Ok, so can we take the derivative with respect to a matrix? Well, its not at all uncommon to do that in physics, we often consider scalar function S(M) as define the derivative (dS/dM)ij as the derivative of S with respect to the ijth component of M. This means dS/dM is a matrix. Following this up, we would expect that if we have a matrix function T(M) with two component indices (such as M2 or M-1), then dT/dM would have four indices. If we define the derivative dT/dM to have two indices by using the definition
dT/dMij=Σ (d/dMik)Tkj

summing over k (as we do in matrix multiplication), then using
(d/dMij)Mklikδ jl

it is easy to show that
dMn/dM=nMn-1

for all integers n (to get the inverses, you must use that d/dM (M-1M)=0).

Alright, so we can now say with confidence that
Σ m Mm-1=d Σ Mm/dM

So now we just need a way to evaluate Σ Mm. Again, if this were a real number x, we would simply say that
Σ xm=1/(1-x)

(as long as |x|<1) so how can we do something similar for a matrix? First of all, let us consider the pth partial sum, Σ Mm summed m from 0 to p. It is easy to see that
(1-M)Σ Mm=1-Mp+1

so as long as we have (1-M) being invertible and limp->∞Mp+1=0, then we can say that Σ Mm=(1-M)-1

Remember when I said that Vm tends to zero no matter what the initial data is? this fact can prove both of the statements that we need. A matrix is really just defined in terms of how it acts on vectors, thus if a matrix obeys the relationship limp->∞MpV=0 for all vectors V, then it means that limp->∞Mp=0, since it really apparently is the zero matrix. We knew from before that this is true for our matrix M. I'll admit that I have not really proven it, but it is apparent from the physics of the problem (people who know me will understand that when I say something is "apparent from the physics of the problem", I really mean "I don't know how to prove this, but it is so obvious from the way things are set up, I feel no need to").

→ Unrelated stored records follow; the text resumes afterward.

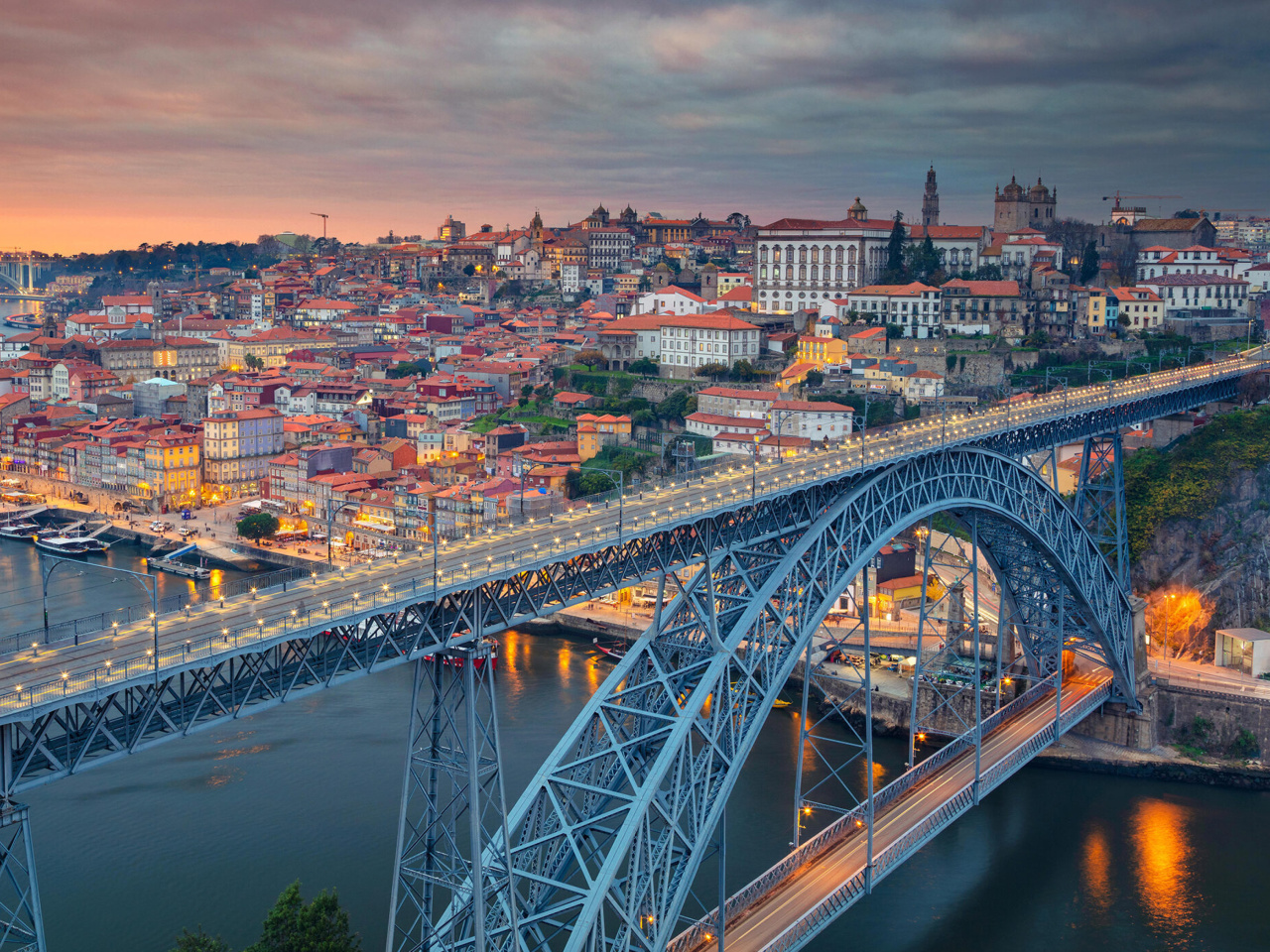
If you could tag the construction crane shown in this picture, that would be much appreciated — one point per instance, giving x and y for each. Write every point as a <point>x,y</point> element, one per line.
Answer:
<point>1118,197</point>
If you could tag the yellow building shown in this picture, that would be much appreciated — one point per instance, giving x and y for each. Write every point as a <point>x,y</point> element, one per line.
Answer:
<point>173,468</point>
<point>822,350</point>
<point>1096,312</point>
<point>588,442</point>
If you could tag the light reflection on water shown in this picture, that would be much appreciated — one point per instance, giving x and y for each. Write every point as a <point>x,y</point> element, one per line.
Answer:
<point>1167,888</point>
<point>1052,862</point>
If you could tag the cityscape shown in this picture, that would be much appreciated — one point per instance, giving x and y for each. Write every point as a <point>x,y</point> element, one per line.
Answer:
<point>730,539</point>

So we can now say with confidence that
(1-M)Σ Mm=1

when we take the sum to infinity. Now, can we invert the matrix (1-M) (which I will call W)? Well, first let us assume that W has no inverse. This means that W must have a null space, that is to say there is a nonzero vector U such that WU=0. This naturally implies that (1-M)U=0 so MU=U, U is an eigenvector with eigenvalue 1. But this means that MpU=U for all p, and so that is even true in the limit of large p, but for large p we have Mp must vanish. This is a contradiction proving that W (=(1-M)) is invertible.

So, earlier, we had seen that the answer to the question we seek was given by
Σ m [0,0,0,....0,1]Mm-1[1,0,0,0,...]T

which we can now rewrite as
[0,0,0,....0,1]W-2[1,0,0,0,...]T

That is, we seek the inverse of the matrix (1-M) and we want the element in the last row and first column in the square of said matrix.

W looks like
[2*(N-1)/Z, 2(2-N)/Z, 0, 0, 0, 0,.....]
[(1-N)/Z, 2*2(N-2)/Z, 3(N-3)/Z, 0, 0, 0,.....]
[0, 2(N-2)/Z, 2*3(N-3)/Z, 4(N-4)/Z, 0, 0,.....]
.....

Z being N(N-1) as before. We can actually just factor out 1/Z now, and get
[2*(N-1), 2(2-N), 0, 0, 0, 0,.....]
[(1-N), 2*2(N-2), 3(3-N), 0, 0, 0,.....]
[0, 2(2-N), 2*3(N-3), 4(4-N), 0, 0,.....]
[0, 0, 3(3-N), 2*4(N-4), 5(5-N), 0,.....]
.....

as the expression for WZ.

Now, if we want the last element in W-2, we want the last row and the first column of W-1 and we need no other information about W-1 except that it exists (and it does). Find a row vector that gives 1 when it acts on the last column of W and gives 0 for all other columns (you might want to write W on paper now, to get a feel for it). We find that the last row in the matrix W-1 is [1,2,3,4,5...,N-1], you might want to try out W in a few simple cases of N=3,4,5 to convince yourself of this. We also need the first column in the matrix W-1, that is, we need a column vector that gives 1 when it acts on the first row of W, and 0 when it acts on any other row. The vector is [Z/N, Z/2N, Z/3N, Z/4N, ....., Z/(N(N-1))]T. Naturally, the last element of the first column and the first element of the last row agree.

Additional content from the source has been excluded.